Butterflies and transformation
Four Europeans were discussing the poetic nature of their languages. The Englishman said, “Take the word ‘butterfly.’ It is so descriptive.” The Italian said, “Our word is ‘mariposa,’ so apt, almost musical.” The Frenchman said, “We have the best word for butterfly, ‘papillon!’ It is musical and descriptive.” The German spoke up, “Und vat ist wrong mit schmetterling?”
An American Indian legend says, “If anyone desires a wish to come true, they must first capture a butterfly and whisper that wish to it. Since a butterfly can make no sound, the butterfly can not reveal the wish to anyone but the Great Spirit who hears and sees all.”
Butterflies have often been a symbol of personal and spiritual transformation. Free spirits, they flutter about. Butterflies are the only known beings capable of changing their DNA entirely during their metamorphosis from caterpillar to adult butterfly. You could call it a rebirth.
Spiritual transformation, like the metamorphosis of the butterfly, is difficult and often painful. In order to change, to fly free, we must embrace the growing pains. Emerging from fear and darkness into the light makes us embrace the healing, growing and liberating transformation.
The fascinating life of the butterfly teaches us about our metamorphosis. The Monarch butterfly, for example, migrates to Mexico. But it is not the generation that left Mexico the previous year that returns. It takes four generations to complete the trip. Somehow the offspring of the Monarch ancestors absorb the message from their ancestors and complete the life journey as nature intended.

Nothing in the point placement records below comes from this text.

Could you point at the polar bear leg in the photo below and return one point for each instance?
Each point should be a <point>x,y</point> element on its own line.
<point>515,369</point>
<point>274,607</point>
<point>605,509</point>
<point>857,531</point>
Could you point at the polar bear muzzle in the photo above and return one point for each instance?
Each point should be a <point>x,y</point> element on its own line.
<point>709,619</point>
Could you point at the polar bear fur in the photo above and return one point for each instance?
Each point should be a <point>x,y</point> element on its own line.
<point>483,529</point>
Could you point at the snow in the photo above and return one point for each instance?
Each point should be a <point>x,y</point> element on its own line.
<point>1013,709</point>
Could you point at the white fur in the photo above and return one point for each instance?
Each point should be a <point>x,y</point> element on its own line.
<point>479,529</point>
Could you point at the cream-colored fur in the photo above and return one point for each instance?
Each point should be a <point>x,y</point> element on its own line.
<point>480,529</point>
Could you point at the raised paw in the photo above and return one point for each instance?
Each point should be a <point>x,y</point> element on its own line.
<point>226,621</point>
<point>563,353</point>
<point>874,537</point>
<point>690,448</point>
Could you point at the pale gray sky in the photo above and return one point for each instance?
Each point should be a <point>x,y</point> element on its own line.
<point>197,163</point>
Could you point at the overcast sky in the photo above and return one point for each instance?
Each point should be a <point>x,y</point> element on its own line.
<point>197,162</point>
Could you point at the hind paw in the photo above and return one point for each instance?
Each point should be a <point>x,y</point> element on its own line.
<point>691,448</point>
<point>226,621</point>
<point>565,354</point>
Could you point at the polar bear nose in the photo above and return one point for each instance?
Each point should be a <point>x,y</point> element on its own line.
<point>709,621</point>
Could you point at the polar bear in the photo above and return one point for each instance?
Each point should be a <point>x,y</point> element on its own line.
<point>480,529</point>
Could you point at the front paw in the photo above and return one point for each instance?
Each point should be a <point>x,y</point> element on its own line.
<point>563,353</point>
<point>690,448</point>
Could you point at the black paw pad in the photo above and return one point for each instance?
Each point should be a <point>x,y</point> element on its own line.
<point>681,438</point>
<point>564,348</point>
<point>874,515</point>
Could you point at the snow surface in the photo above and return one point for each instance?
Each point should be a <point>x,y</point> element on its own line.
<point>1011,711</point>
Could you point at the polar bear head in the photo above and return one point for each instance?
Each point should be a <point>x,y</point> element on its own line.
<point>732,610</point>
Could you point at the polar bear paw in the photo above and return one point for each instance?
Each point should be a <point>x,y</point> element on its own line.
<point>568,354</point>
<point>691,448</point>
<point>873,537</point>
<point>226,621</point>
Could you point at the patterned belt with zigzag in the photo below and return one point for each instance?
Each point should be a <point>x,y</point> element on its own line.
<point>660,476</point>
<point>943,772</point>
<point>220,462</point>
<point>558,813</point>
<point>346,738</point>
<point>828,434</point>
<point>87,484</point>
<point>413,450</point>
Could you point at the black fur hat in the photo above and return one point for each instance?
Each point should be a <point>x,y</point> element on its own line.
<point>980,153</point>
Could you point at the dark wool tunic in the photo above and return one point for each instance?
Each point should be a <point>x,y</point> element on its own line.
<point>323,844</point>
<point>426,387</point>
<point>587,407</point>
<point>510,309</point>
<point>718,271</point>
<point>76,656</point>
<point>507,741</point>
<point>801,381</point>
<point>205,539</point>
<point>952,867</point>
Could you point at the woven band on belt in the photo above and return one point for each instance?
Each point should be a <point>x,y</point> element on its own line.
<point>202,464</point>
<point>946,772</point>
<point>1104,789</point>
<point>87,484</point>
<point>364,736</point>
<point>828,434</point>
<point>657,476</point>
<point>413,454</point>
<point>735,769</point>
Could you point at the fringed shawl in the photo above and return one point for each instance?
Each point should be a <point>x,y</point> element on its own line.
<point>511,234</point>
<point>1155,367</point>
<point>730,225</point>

The parallel struck me, how my ancestors migrated from Germany to Russia in 1744, then from Russia to Canada in 1912. They too passed on their faith story, their culture and traditions through successive generations and different languages so that our developing spiritual consciousness could absorb and benefit from all that faith and tradition offer.
How is this accomplished? The butterfly teaches us much. The parent butterfly has sensors in its feet that taste the leaves to make sure their offspring have the best food. Then they lay their eggs on the leaves. The larva, pupa and butterfly stages follow.
The struggle in the life of the lowly larva teaches us more. The larva forages on leaves and plant matter, while the adult butterfly, after its painful transition from the pupa, feeds on sweet nectar and sugary delights. The food of the gods!
My parents, too, provided only the best place secure enough for me to grow, open enough for my imagination, and peaceful enough when I needed rest. I thank them for their inspiration, their example of living close to the God of their faith. Some of this turning to the Lord becomes instinctual and is inherent in all that has been passed on to me through several generations and languages.
Maybe it is species specific, this instinct for the eternal. Thornton Wilder says in Our Town, everyone knows that there is something eternal. We just seem to be always forgetting it. But tradition is alive! This force binds us so powerfully that we will fight to uphold tradition and model our lives after it.
Let me conclude with Mary Meeker’s butterfly wisdom: “When, within our souls and psyches we are made aware of a safe but insistent drum beat, repeated like butterfly wings in motion, we sense the message… that our inner self has begun its search for freedom.”